Since the Tron purchase of Steemit a little over a month ago, I've written a number of different post drafts that I subsequently scrapped and never posted. It takes me a really long time to get my thoughts together and get them written down in a clear and understandable way, and things happened so fast over the past month that every time I finally got far enough along on a post draft the situation had changed such that a lot of what I had written was no longer relevant or applicable.
I've also been so swamped with work for Splinterlands (you have no idea how much stuff we are working on) and now we have this Corona virus mess to deal with and I just seem to be falling more and more behind on everything.
In spite of all that, a number of historic events have occurred - not only for the Steem blockchain, but for the entire blockchain space and decentralization movement. To say that I'm completely flabbergasted about what has taken place over the past month would be a huge understatement.
Never in a million years would I have guessed that major exchanges could be convinced/tricked into powering up their customers' STEEM to help take over the chain, that the Steem community would then rally to outvote the Steemit, Inc stake, or that the Steem community would be able to successfully get a forked chain up and running with so many tools and services available so quickly and get so many people to support it and move over (although Justin helped a lot with that last part).
This will be my last post on the Steem blockchain. Going forward all of my personal activities will be focused on the Hive blockchain. Even though I don't post very often, I have put a lot of time into the Steem blockchain in other ways, from development to raising awareness, and all of that time and effort will be put towards the Hive blockchain going forward.
Like many people here, I have no interest in putting time and effort towards growing a platform that's not owned and run by its community. This is the same reason that I don't put time and effort into platforms like Facebook, Twitter, or Reddit, and now Steem falls into that same category.
Similarly, I have disabled my Steem witness and am running a Hive witness instead. I hope to be able to contribute to the growth and success of the Hive blockchain going forward and I am excited to have the opportunity to represent the stakeholders as a consensus witness on this new chain.
NOTE: I hope that it's clear that the above only applies to me personally, and not to Splinterlands. Splinterlands' plans since the hard fork have been posted here and are completely separate from what I (or @aggroed) may do personally.
The HIVE Token Airdrop
I would also like to say that I do not agree with the decision to exclude accounts other than those owned by Steemit, Inc. from the HIVE token airdrop. I want to be clear that my support of the Hive blockchain does not imply that I support that decision.
I understand the reasoning behind the decision, so you don't need to explain it to me, but I think that Hive is going to need all of the support that it can get in order for it to succeed and I know that a lot of people will not support it as a result of that decision - far more than just the ones who were directly affected by it.
I know that it may be hard, but I encourage everyone who was affected by or disagrees with that decision to try not to dismiss or discount the value of the entire Hive blockchain because of it.

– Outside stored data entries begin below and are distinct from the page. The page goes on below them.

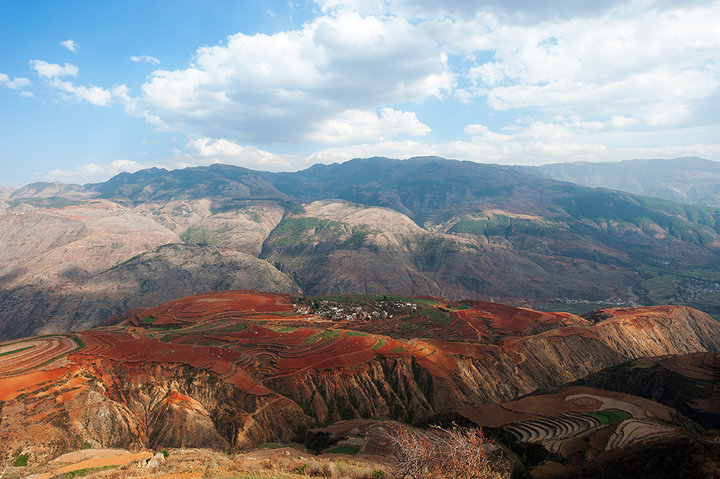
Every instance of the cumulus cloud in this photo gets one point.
(292, 86)
(144, 59)
(358, 125)
(614, 65)
(16, 83)
(557, 80)
(53, 70)
(95, 95)
(209, 150)
(70, 45)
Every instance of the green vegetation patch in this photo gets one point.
(15, 351)
(203, 236)
(85, 472)
(46, 202)
(271, 445)
(148, 320)
(346, 449)
(290, 230)
(610, 416)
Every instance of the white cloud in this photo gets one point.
(292, 86)
(70, 45)
(94, 95)
(209, 150)
(144, 59)
(53, 70)
(16, 83)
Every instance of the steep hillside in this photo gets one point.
(686, 180)
(241, 368)
(418, 226)
(687, 383)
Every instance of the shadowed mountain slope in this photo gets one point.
(374, 226)
(240, 368)
(686, 180)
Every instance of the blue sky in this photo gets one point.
(89, 89)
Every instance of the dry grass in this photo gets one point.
(285, 463)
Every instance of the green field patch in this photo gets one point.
(346, 449)
(164, 327)
(287, 329)
(16, 350)
(609, 416)
(77, 341)
(321, 336)
(272, 445)
(436, 315)
(290, 230)
(45, 202)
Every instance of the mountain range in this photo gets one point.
(686, 180)
(76, 255)
(237, 369)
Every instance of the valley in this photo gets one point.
(76, 255)
(237, 369)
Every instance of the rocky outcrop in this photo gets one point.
(239, 368)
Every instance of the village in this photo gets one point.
(355, 310)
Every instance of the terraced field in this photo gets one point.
(241, 368)
(578, 419)
(242, 336)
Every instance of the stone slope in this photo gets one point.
(240, 368)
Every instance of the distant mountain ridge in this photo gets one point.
(686, 180)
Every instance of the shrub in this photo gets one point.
(456, 453)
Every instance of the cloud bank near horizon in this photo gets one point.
(504, 82)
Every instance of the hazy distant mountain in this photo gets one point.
(686, 180)
(424, 226)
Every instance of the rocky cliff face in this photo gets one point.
(242, 368)
(74, 255)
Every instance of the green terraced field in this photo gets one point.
(610, 416)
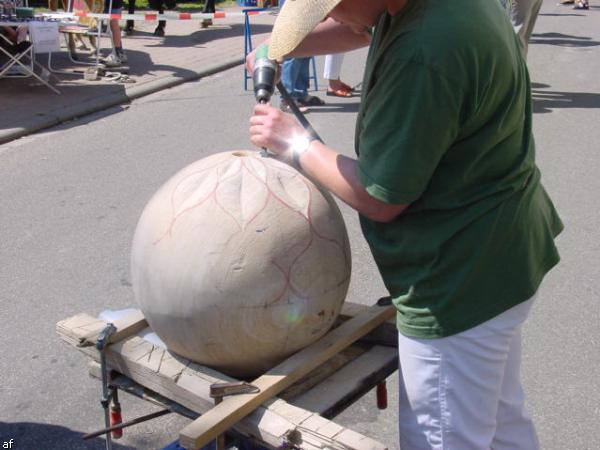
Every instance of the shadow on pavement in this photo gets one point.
(546, 101)
(32, 435)
(561, 15)
(336, 107)
(202, 36)
(564, 40)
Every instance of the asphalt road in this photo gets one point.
(71, 198)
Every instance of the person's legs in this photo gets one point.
(158, 6)
(523, 14)
(333, 66)
(294, 76)
(453, 392)
(209, 7)
(131, 10)
(514, 427)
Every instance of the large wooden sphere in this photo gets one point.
(239, 261)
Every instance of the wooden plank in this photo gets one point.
(187, 384)
(226, 414)
(126, 326)
(323, 371)
(384, 334)
(335, 393)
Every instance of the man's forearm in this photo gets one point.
(339, 174)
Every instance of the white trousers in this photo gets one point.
(333, 66)
(464, 392)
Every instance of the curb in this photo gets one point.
(99, 104)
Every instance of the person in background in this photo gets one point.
(209, 8)
(522, 15)
(579, 4)
(131, 10)
(117, 57)
(158, 5)
(295, 79)
(331, 72)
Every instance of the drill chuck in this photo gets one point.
(263, 77)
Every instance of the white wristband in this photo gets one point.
(299, 147)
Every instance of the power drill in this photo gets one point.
(263, 75)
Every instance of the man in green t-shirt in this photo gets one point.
(449, 199)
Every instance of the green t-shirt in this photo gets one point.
(445, 126)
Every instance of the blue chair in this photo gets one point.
(248, 49)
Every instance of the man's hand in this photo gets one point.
(274, 130)
(250, 58)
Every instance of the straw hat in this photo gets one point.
(296, 19)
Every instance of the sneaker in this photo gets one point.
(16, 71)
(285, 107)
(112, 60)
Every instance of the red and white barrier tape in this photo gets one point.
(155, 16)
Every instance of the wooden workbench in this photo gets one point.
(298, 417)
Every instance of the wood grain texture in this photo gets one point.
(225, 415)
(275, 423)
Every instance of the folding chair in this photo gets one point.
(22, 57)
(84, 27)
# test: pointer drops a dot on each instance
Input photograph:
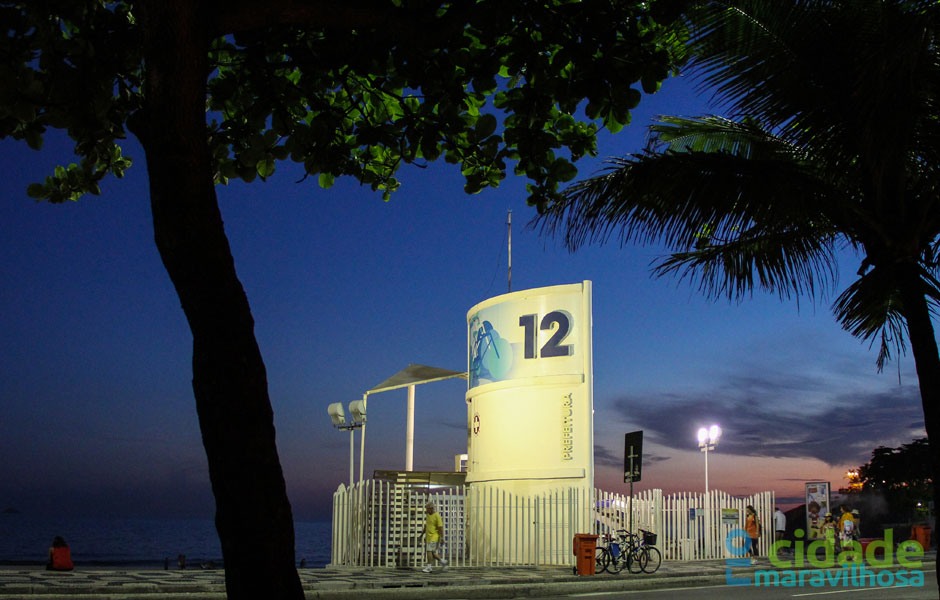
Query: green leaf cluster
(486, 85)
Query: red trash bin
(921, 534)
(585, 544)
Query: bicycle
(648, 555)
(616, 554)
(638, 553)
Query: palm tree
(833, 140)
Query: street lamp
(707, 440)
(357, 409)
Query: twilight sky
(97, 409)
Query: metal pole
(352, 433)
(706, 469)
(362, 439)
(632, 455)
(509, 223)
(410, 430)
(362, 451)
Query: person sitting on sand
(60, 557)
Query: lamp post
(707, 440)
(358, 411)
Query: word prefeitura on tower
(530, 393)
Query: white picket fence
(379, 524)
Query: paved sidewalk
(35, 583)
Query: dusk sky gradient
(98, 413)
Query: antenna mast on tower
(509, 224)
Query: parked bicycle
(636, 553)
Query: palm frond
(789, 263)
(871, 309)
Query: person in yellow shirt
(846, 528)
(433, 537)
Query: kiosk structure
(530, 407)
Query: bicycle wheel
(601, 559)
(637, 560)
(654, 559)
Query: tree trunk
(927, 360)
(253, 514)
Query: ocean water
(139, 543)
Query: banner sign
(633, 448)
(529, 398)
(528, 335)
(817, 505)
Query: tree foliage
(216, 91)
(404, 83)
(901, 475)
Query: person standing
(60, 557)
(433, 537)
(829, 533)
(780, 524)
(752, 526)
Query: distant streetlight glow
(357, 410)
(708, 440)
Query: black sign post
(632, 463)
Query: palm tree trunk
(927, 360)
(253, 514)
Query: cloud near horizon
(782, 416)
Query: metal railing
(379, 523)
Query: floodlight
(357, 408)
(336, 414)
(714, 432)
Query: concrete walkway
(35, 583)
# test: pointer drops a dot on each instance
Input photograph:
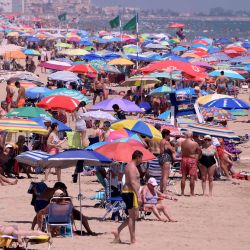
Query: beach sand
(220, 222)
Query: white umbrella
(99, 115)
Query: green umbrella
(70, 93)
(28, 112)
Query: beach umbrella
(36, 92)
(82, 69)
(63, 45)
(162, 90)
(213, 130)
(173, 65)
(139, 81)
(99, 115)
(66, 103)
(69, 93)
(74, 52)
(80, 158)
(217, 114)
(28, 112)
(176, 75)
(14, 55)
(21, 125)
(61, 126)
(123, 134)
(227, 73)
(122, 151)
(64, 76)
(139, 127)
(124, 105)
(55, 65)
(121, 62)
(228, 103)
(208, 98)
(31, 52)
(176, 25)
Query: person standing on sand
(131, 197)
(20, 101)
(191, 152)
(9, 95)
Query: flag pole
(137, 41)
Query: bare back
(190, 148)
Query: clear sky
(179, 5)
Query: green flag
(62, 17)
(114, 23)
(131, 24)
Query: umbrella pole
(80, 199)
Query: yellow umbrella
(64, 45)
(75, 52)
(208, 98)
(139, 127)
(15, 55)
(121, 61)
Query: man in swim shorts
(191, 152)
(131, 196)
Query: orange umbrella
(15, 54)
(122, 151)
(82, 69)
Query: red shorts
(189, 166)
(9, 99)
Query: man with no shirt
(191, 152)
(131, 196)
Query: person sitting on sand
(19, 233)
(151, 200)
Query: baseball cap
(152, 181)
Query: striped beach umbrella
(21, 125)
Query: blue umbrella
(228, 103)
(61, 126)
(37, 92)
(228, 73)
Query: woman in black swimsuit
(208, 163)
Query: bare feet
(117, 239)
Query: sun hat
(152, 181)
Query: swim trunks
(189, 166)
(130, 199)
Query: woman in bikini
(208, 163)
(166, 157)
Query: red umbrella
(122, 151)
(176, 25)
(82, 69)
(59, 102)
(172, 65)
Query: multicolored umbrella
(68, 92)
(124, 105)
(59, 102)
(139, 127)
(213, 130)
(122, 151)
(228, 73)
(28, 112)
(208, 98)
(122, 134)
(228, 103)
(217, 114)
(163, 90)
(21, 125)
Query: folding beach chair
(74, 140)
(60, 215)
(7, 241)
(113, 204)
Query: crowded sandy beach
(116, 140)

Just like Steem was greater than SteemIt (whose decisions I also regularly disagreed with), Hive is much greater than the group of people who created it.
What "Decentralization" Really Means
Finally, I want to talk a little bit about what decentralization really means, and who really has the power on the Hive blockchain. It's not the people who created it, it's not the top witnesses, it's the Hive Power holders. It's you.

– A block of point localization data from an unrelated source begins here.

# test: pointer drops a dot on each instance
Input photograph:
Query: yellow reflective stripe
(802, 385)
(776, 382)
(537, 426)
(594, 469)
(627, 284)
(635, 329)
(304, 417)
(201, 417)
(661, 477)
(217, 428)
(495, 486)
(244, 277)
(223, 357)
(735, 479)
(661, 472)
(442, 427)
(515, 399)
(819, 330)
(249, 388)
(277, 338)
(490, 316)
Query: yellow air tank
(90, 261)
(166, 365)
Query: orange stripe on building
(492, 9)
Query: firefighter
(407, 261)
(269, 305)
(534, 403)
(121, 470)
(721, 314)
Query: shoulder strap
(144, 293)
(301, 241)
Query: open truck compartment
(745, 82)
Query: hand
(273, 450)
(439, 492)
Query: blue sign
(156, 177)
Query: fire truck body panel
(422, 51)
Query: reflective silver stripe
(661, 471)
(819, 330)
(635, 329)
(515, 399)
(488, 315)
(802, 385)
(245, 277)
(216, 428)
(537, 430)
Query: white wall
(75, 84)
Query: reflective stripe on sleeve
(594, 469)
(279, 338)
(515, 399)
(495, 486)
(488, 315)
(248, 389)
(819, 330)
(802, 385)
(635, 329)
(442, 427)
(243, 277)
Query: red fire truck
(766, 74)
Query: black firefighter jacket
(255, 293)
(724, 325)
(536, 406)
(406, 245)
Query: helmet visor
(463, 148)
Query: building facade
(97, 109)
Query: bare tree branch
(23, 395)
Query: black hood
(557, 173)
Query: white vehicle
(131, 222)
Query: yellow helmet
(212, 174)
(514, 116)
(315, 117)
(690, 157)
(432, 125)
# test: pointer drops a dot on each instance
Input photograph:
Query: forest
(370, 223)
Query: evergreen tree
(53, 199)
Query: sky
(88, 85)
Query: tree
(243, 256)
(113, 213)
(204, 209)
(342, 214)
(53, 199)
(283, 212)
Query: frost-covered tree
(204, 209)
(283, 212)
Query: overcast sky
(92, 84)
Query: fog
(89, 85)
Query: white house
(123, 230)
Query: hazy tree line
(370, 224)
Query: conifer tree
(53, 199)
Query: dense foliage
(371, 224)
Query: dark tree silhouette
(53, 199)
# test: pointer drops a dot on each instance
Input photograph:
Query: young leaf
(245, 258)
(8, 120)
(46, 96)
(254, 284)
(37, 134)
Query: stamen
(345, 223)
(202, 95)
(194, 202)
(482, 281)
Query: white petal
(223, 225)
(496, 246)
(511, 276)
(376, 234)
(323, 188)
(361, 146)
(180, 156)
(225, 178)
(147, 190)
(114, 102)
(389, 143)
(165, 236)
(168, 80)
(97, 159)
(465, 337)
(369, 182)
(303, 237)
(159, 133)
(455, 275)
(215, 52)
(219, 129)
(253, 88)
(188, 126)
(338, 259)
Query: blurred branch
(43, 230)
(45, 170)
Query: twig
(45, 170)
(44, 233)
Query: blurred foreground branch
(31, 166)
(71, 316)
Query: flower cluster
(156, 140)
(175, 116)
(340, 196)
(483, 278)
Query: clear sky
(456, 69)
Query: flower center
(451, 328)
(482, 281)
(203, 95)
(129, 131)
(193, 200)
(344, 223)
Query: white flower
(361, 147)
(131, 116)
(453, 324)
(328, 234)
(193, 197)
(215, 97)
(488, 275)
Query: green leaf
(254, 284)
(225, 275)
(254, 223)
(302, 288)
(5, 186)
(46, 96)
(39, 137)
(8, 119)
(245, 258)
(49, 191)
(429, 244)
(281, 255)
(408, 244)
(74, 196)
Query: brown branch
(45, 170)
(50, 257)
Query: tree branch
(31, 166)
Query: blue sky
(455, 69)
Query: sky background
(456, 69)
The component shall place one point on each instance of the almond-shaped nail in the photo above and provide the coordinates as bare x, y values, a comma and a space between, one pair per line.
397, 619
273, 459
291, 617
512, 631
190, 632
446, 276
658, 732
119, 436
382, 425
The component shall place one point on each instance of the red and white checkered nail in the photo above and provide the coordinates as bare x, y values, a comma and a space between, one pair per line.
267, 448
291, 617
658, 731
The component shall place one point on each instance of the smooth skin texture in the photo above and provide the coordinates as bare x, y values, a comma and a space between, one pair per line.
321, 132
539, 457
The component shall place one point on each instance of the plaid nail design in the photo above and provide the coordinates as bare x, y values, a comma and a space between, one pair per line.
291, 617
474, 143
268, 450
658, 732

I constantly hear people complaining about what the witnesses do, or don't do, or saying that it's "not decentralized" because "the witnesses control everything", but the reality is that the witnesses control very little. If the witnesses do anything that the stakeholders don't support, then the stakeholders can easily reverse it. The witnesses are completely beholden to the stakeholders, which is how it should be.
In the past many have countered the above by saying that there is nothing that the community can do because a very small number of stakeholders (@freedom in particular) have a controlling stake. I think that the events of the past month clearly demonstrate that this is no longer, and was never really the case. After the Steem takeover, thousands of smaller stakeholders came together with voting power worth multiples of @freedom and many other large stakeholders put together.

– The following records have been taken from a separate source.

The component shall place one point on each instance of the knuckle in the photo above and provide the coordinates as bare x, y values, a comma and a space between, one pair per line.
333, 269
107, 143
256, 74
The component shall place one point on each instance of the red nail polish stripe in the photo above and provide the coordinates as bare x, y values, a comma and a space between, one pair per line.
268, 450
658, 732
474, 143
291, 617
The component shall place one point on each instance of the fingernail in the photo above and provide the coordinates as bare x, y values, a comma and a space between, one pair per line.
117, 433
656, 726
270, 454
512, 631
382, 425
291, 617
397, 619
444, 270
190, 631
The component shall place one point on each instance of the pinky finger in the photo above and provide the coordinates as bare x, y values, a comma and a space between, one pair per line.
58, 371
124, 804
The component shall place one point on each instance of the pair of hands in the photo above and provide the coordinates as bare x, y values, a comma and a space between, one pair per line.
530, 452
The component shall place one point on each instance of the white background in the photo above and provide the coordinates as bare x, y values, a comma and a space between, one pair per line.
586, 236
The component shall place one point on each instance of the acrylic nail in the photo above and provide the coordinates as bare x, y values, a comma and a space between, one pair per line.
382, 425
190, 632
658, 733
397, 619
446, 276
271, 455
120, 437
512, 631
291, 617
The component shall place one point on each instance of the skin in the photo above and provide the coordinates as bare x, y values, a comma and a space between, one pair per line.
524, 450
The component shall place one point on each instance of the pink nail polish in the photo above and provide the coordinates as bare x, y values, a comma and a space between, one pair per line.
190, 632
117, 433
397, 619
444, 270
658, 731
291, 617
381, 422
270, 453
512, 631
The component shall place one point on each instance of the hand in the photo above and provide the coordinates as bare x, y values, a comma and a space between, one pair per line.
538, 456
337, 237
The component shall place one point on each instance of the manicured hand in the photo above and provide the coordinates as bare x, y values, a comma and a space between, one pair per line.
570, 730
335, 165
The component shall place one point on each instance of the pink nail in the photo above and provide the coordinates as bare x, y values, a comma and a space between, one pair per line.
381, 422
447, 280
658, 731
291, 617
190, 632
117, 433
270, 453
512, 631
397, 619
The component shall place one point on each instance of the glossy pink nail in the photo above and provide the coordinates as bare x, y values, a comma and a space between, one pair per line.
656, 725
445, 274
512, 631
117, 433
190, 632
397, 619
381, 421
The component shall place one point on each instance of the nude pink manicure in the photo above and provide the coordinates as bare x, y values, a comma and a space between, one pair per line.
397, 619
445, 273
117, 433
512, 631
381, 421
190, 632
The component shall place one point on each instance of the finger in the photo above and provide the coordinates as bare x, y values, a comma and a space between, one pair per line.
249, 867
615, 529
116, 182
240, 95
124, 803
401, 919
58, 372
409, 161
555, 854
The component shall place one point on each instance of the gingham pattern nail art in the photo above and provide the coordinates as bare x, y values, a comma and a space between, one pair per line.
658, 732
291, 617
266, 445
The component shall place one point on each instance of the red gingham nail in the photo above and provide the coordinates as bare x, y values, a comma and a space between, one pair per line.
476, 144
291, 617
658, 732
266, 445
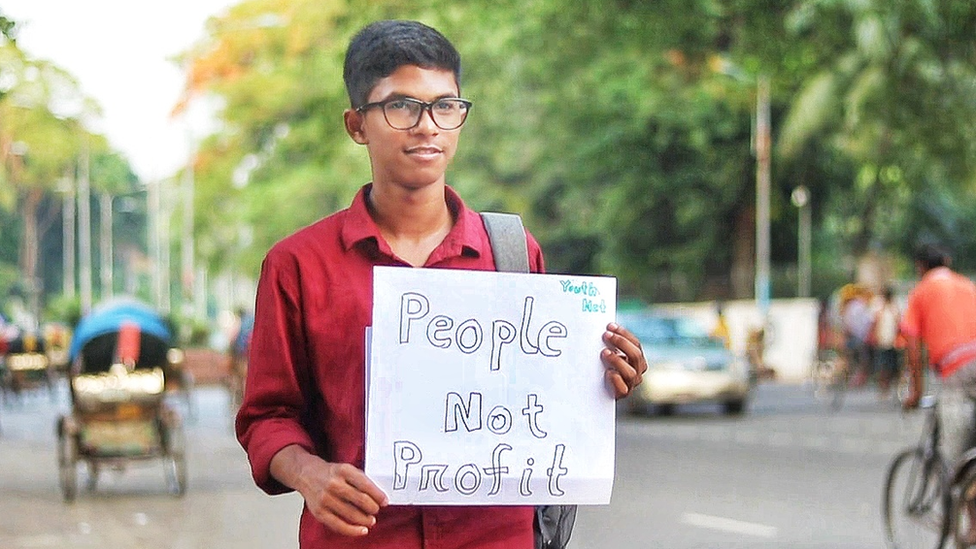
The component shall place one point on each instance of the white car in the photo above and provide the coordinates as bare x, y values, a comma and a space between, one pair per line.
685, 365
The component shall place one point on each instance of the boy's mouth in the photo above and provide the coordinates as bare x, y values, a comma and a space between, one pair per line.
424, 151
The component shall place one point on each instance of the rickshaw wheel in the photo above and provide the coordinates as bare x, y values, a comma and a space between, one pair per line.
93, 471
67, 461
174, 452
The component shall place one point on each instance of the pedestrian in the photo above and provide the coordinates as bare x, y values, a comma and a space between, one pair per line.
302, 419
885, 340
941, 315
856, 320
721, 329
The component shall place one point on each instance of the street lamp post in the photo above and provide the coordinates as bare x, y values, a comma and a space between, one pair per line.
763, 151
84, 230
801, 199
66, 187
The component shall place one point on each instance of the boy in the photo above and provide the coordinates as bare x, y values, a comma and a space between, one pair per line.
303, 415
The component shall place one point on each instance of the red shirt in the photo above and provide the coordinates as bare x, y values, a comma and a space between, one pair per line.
306, 373
941, 311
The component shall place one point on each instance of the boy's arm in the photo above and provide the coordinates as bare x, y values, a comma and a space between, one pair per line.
338, 495
914, 360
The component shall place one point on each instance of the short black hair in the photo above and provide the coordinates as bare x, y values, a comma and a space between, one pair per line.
932, 255
380, 48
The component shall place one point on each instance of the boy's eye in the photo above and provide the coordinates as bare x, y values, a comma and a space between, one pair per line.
401, 105
445, 106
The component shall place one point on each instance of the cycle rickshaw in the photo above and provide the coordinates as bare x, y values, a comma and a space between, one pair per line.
26, 366
121, 355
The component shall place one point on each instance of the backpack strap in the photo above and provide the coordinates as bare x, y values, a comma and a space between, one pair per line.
507, 237
553, 524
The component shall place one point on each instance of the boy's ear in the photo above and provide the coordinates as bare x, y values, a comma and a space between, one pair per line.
354, 126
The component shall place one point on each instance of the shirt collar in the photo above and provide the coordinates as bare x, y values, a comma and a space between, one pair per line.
467, 237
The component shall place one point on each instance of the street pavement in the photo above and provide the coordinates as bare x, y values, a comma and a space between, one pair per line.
788, 473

That's what decentralization really means. That's why the whole blockchain community is watching what happens here. We're showing the power of decentralization in action, and it's really, really hard because it requires a whole lot of people to actually give a shit about what's going on and to take action. Something that is very rare in the world today.
You may think that it's over now that Hive is launched, but in reality it's just getting started. Code can be changed. Past actions can be undone. A specific group of like-minded people may have created the Hive blockchain and gotten it started, but it's up to all of the stakeholders - it's up to all of you - to create its future.
I don't know about you, but I'm really excited to see how it turns out.